As consumers continue to demand a faster, easier checkout experience, there is an increased opportunity for fraudulent activity with reduced consumer authentication and verification. Never before has it been so critical for processors, issuers and merchants to deliver effective solutions in a highly secure environment.
New hardware and software solutions aim to combat these attacks. Unfortunately, some new technology offerings have simply steered fraudsters to different channels.
For example, the EMV rollout in the U.S. had its share of challenges, including inconsistent customer experiences, which led to longer transaction times and frustrated consumers. In some instances, immediately following the rollout, consumers actually left their cards behind in the POS devices, which created even more lost/stolen cases.
As the industry evolves and introduces new technology, we have not yet seen the silver bullet that prevents all fraud attacks. Enter adaptive behavioral analytics. Ten years ago, this capability was viewed as the bright and shiny object with unparalleled possibilities. Yet, few organizations knew how to successfully leverage machine learning.
Financial institutions tend to be slow to adopt technology, contrary to fraudsters, who are becoming even more sophisticated in their approaches. Financial institutions have to enhance their collective technology offering to improve fraud detection and prevention efforts.

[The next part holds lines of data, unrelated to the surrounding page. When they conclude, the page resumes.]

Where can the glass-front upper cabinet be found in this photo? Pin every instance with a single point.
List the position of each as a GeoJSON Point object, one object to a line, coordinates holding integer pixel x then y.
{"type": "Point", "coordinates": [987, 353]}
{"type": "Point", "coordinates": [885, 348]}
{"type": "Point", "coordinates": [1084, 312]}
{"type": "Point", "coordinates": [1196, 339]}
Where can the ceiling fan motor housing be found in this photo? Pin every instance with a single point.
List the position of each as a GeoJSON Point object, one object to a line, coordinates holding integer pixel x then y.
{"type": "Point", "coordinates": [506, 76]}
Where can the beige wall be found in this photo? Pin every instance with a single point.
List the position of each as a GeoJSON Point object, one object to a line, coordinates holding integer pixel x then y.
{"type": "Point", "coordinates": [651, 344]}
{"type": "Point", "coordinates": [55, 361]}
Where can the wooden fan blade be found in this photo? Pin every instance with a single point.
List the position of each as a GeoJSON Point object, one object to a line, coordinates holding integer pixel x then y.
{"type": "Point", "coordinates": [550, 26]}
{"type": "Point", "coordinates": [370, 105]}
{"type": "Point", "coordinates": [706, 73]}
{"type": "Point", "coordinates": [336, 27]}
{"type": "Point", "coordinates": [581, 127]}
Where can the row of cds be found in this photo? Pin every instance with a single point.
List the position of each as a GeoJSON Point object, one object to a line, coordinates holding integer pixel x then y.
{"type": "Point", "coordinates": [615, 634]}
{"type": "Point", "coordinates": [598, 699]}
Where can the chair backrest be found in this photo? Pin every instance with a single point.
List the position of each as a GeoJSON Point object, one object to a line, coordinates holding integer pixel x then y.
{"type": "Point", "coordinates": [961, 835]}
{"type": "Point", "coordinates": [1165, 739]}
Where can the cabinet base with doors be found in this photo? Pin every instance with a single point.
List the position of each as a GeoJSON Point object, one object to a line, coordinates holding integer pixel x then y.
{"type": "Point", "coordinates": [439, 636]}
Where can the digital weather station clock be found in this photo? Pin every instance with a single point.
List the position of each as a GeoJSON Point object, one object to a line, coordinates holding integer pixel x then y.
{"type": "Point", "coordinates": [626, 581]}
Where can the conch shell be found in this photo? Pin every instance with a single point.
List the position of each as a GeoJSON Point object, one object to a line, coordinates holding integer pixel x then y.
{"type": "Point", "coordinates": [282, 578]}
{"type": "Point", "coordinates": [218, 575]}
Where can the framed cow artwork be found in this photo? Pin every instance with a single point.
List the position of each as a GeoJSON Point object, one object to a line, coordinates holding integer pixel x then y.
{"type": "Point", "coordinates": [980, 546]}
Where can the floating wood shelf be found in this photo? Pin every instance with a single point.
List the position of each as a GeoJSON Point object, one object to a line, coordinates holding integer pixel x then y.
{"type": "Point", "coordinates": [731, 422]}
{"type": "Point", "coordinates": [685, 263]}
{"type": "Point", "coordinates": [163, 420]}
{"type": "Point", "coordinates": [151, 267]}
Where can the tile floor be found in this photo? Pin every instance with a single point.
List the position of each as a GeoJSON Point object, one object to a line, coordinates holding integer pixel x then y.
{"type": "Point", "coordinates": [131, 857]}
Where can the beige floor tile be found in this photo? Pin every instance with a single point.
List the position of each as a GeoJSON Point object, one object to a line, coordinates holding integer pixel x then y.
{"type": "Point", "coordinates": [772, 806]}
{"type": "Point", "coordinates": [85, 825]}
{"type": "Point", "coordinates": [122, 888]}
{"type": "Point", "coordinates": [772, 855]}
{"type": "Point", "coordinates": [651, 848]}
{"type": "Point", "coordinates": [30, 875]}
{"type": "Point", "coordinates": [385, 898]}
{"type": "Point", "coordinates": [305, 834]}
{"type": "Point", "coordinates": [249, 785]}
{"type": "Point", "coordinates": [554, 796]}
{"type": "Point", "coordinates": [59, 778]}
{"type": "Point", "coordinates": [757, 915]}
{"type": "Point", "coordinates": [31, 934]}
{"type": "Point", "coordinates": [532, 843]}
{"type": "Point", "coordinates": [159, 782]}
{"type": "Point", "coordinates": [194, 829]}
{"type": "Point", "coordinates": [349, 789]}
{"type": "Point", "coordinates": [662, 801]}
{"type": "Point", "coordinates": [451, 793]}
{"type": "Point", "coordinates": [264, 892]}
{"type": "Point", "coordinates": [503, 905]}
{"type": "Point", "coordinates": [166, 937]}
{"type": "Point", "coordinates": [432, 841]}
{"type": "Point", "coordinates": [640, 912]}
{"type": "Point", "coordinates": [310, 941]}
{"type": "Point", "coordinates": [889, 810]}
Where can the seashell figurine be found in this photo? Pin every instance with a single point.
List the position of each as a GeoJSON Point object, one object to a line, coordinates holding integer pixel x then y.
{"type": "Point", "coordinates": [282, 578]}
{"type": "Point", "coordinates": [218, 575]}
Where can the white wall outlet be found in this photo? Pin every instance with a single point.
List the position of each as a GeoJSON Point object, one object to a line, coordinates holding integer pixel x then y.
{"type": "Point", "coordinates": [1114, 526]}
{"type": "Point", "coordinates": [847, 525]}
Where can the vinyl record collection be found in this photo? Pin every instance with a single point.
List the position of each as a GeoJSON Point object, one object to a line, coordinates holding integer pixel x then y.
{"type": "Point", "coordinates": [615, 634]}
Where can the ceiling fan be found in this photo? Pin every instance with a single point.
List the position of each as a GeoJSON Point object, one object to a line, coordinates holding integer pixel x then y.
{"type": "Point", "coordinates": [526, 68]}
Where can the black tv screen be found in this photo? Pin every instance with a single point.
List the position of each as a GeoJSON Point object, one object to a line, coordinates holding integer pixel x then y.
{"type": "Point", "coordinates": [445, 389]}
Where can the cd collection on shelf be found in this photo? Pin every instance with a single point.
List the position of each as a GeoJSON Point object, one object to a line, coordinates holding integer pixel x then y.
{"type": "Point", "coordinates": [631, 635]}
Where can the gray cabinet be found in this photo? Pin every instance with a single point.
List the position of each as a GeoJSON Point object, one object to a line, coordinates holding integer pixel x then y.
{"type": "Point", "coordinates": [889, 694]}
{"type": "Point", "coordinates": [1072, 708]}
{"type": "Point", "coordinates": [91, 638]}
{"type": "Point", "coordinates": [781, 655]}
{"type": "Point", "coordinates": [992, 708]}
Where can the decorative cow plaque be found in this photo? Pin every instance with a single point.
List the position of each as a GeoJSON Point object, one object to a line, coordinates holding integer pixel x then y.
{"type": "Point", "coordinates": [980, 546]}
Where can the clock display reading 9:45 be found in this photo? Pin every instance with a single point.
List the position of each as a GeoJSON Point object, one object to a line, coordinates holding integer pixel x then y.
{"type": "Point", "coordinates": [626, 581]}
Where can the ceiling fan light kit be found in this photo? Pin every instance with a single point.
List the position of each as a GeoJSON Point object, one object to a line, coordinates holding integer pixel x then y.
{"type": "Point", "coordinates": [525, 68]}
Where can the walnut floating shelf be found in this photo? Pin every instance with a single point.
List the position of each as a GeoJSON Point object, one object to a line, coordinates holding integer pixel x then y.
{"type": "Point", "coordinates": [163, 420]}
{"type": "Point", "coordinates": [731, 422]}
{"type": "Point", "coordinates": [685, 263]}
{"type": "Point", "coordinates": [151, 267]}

Machine learning can stand alone but is most useful when complementing a broader, strategic fraud prevention approach. The right platform can detect unusual behaviors and block fraudulent transactions as they occur, while still allowing real customers to make legitimate transactions without interruptions.
Even with all the advantages machine learning offers, it is really only as good as the data scientists who are building it and the data they obtain for decisioning purposes. In some instances, data scientists have built machine learning systems that worked well in the lab but were ill-equipped to handle the complexities that come with real-time, real-world, enterprise use cases.
The “garbage in, garbage out” concept is one of the guiding principles when it comes to machine learning platforms. The technology itself isn’t an all-encompassing solution for any business or consumer challenge, including fraud. Yet, it can aid financial institutions in creating strategies that drive better customer outcomes.
For example, machine learning’s ability to process data in milliseconds protects consumers in a way that doesn’t diminish their collective payment experience. This in turn reduces operational costs for merchants, processors and financial institutions and provides a simpler, more secure customer experience.
Machine learning technology has existed for more than 30 years and is being actively used to uncover customer sentiment down to what books they order online or what music they enjoy. For businesses relying on repeat customers, this has become a critical level of service in the daily lives of their customers.
However, apart from personalizing the customer experience in an e-commerce environment, machine learning has also become an incredibly useful tool in fighting fraud. And while customers continue to enjoy shopping recommendations based off their profiles, machine learning’s role as fraud fighter may be its greatest role yet.